Liquid Graveyard | ‘Criministers’

There was once a band called Dominion, to whom noone paid even the slightest attention. Around about 1996 the Yorkshire band put out an album called ‘Interface’. It was somewhat unique for the UK at the time. Dark undergrooved death metal was led by the kind of powerful sung vocals, courtesy of one Michelle Richfield, that also made bands like Atrox so amazingly cool. Its was a pulsating and individual take on progressive death metal. They never really made an impact, but one hopes their spirit lives on in the annals of the genre, somewhere.

Perhaps though it is in here. Many Irish readers will remember bassist Aidrian Butler from his time in Mourning Beloveth. Many more will remember guitarist John Walker from none other than British stalwarts Cancer. The pair have hooked up to create Liquid Graveyeard, and in so doing, taken up the challenge of dark, individualistic death metal exactly where bands like Dominion and Atrox left off.

Everything about this demo is cool. Raquel’s vocals, though set deep (and sometimes too deep) within the mix, display at their best moments a venom that recalls Opera IX’s vocalatrix Cadaveria, with that delcious rasp. While she’s not hitting the multiple brilliances of Madder Mortem’s Agnete Kirkevaag just yet, one senses its a matter of time. The same can be said for the band. The rhythm section is huge, with a gutsy rumble preserved the whole way through.

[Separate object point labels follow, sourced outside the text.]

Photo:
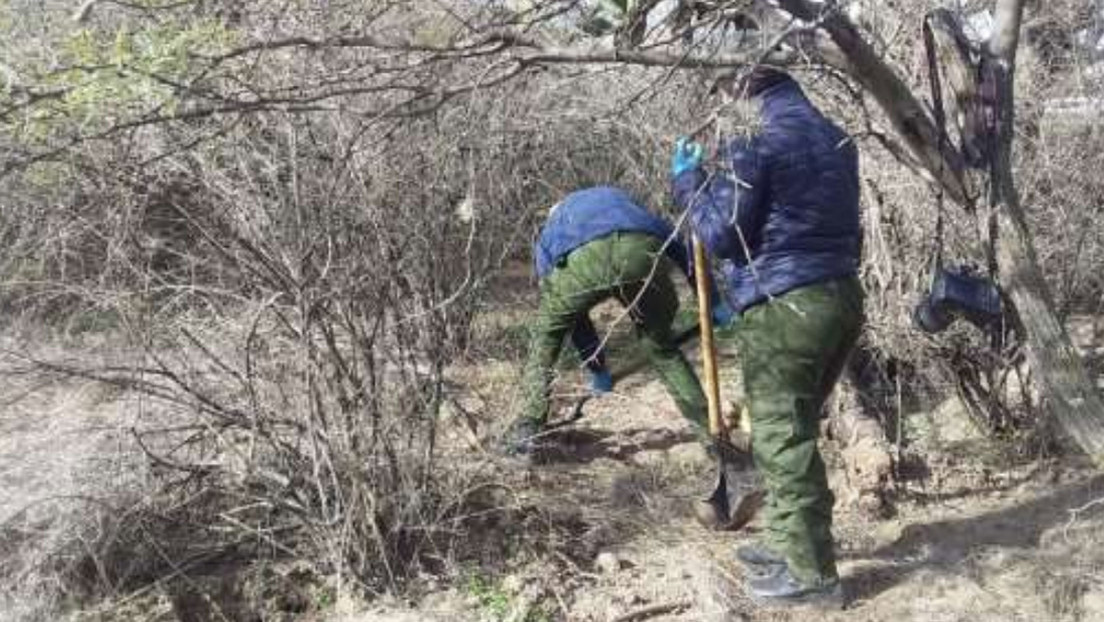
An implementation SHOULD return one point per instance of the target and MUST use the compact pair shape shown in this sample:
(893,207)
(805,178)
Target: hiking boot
(783,589)
(760,559)
(520,438)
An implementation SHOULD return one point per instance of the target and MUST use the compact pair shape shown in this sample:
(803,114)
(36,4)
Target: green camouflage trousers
(792,351)
(623,266)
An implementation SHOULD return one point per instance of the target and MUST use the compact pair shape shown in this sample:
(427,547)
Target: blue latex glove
(601,381)
(687,156)
(722,315)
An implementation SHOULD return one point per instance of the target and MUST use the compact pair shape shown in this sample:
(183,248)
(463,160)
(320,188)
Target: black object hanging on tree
(959,292)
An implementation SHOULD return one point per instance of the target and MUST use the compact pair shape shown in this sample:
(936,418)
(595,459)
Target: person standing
(781,215)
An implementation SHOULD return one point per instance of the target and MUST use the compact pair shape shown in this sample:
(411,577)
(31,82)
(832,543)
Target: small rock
(512,583)
(689,455)
(650,457)
(607,562)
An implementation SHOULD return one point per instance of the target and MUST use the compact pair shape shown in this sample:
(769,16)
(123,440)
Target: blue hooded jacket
(590,214)
(785,212)
(595,212)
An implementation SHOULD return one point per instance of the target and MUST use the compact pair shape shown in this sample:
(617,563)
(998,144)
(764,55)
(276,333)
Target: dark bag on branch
(958,293)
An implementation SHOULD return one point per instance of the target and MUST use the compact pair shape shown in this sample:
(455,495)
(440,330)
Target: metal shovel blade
(731,505)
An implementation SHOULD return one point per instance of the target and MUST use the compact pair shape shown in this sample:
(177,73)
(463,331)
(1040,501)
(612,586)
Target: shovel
(730,505)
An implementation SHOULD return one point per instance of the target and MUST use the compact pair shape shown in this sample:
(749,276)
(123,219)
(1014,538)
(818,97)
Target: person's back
(595,212)
(795,200)
(598,244)
(784,218)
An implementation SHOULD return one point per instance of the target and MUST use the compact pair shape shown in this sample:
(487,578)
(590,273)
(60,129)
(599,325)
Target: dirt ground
(602,529)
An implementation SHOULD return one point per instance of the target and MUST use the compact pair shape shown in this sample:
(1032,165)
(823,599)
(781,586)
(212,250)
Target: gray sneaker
(783,589)
(759,558)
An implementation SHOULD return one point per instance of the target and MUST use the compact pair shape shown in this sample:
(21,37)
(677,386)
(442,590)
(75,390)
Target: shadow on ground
(581,445)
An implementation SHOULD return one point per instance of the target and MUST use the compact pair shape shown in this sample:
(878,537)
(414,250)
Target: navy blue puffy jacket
(792,192)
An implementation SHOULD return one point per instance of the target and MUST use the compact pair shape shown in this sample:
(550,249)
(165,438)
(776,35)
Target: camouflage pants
(622,266)
(792,351)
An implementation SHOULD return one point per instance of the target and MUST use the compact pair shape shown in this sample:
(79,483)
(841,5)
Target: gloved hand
(687,156)
(601,381)
(722,315)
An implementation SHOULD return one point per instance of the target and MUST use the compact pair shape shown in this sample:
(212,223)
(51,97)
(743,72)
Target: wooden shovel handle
(708,349)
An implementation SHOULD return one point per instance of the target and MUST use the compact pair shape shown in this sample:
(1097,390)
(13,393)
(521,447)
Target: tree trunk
(1067,388)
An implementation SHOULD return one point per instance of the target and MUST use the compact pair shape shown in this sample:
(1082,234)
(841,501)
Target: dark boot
(783,589)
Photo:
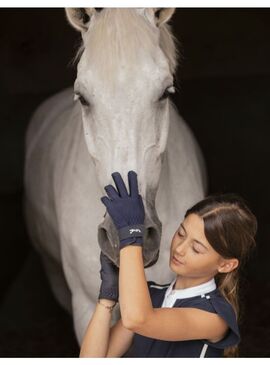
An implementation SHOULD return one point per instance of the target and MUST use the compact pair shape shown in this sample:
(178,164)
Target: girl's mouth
(177,262)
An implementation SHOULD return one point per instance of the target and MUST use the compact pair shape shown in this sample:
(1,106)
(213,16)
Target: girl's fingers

More than anything, it is Liquid Graveyard’s riffing that really sets them apart. Sounding somewhat lateral and always strangely arrived at, they nonetheless lock down into straightforward rocking sections that flow superbly while retaining their thorough darkness. There’s nothing that can beat this. A band truly has it made when they manage to make arcane and uncomfortable notes actually course forward and rock - and one listen to ‘Antihead Grotesque’ will show you precisely how this is done.

This is an awesome demo, rough edges notwithstanding (the name for a start - stop sniggering at the back), but it has massive potential to the people out there that still crave their underground music to be just that. Dark, inventive, even a little magickal: the possibilities here are brilliant, and it will be tantalising to watch it develop.